Wisconsin Governor Scott Walker (R) this week asked a judge if the state may stop defending a law that gives citizens in same sex relationships the right to visit their partner if they're in a hospital.
Passed by Democrats in 2009, the state's domestic partnership registry was meant to give same sex couples more rights. While it succeeded in doing so, rights for domestic partners in Wisconsin do not rise to the level of special rights granted by marriage.
It allows anyone to register a domestic partner with the state, who can then visit them in the hospital, make key end-of-life decisions and inherit property in the event of one partner's death.
Gov.

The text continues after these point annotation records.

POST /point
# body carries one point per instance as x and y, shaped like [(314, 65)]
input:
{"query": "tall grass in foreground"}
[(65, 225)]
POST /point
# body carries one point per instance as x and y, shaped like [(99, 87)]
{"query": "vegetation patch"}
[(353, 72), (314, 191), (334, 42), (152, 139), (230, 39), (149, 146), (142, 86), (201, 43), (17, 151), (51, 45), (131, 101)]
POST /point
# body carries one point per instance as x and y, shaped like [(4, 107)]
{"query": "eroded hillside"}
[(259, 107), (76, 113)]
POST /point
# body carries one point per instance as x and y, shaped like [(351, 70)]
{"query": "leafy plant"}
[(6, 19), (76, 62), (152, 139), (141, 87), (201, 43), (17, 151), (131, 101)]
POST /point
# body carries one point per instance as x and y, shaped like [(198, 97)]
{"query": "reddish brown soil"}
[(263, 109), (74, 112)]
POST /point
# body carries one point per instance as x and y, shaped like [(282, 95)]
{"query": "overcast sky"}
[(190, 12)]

Walker contends that this is unconstitutional. According to a Milwaukee Journal Sentinel examination of the governor's legal brief, he claims that allowing partners these basic rights does not serve "the public interest," insisting that the state should not have to pay attorneys to defend it.
The registry's very existence is currently being challenged by a lawsuit from Wisconsin Family Action (WFA), an anti-gay conservative group. The current suit is actually the second brought by WFA: their first was shot down by the state's supreme court, which declined to even hear the argument.
A slim majority of the state's voters approved a constitutional amendment in 2006 that banned not only same sex marriage, but also any "legal status identical or substantially similar to marriage."
The Sentinel noted that about 1,500 domestic partnerships have been registered state-wide.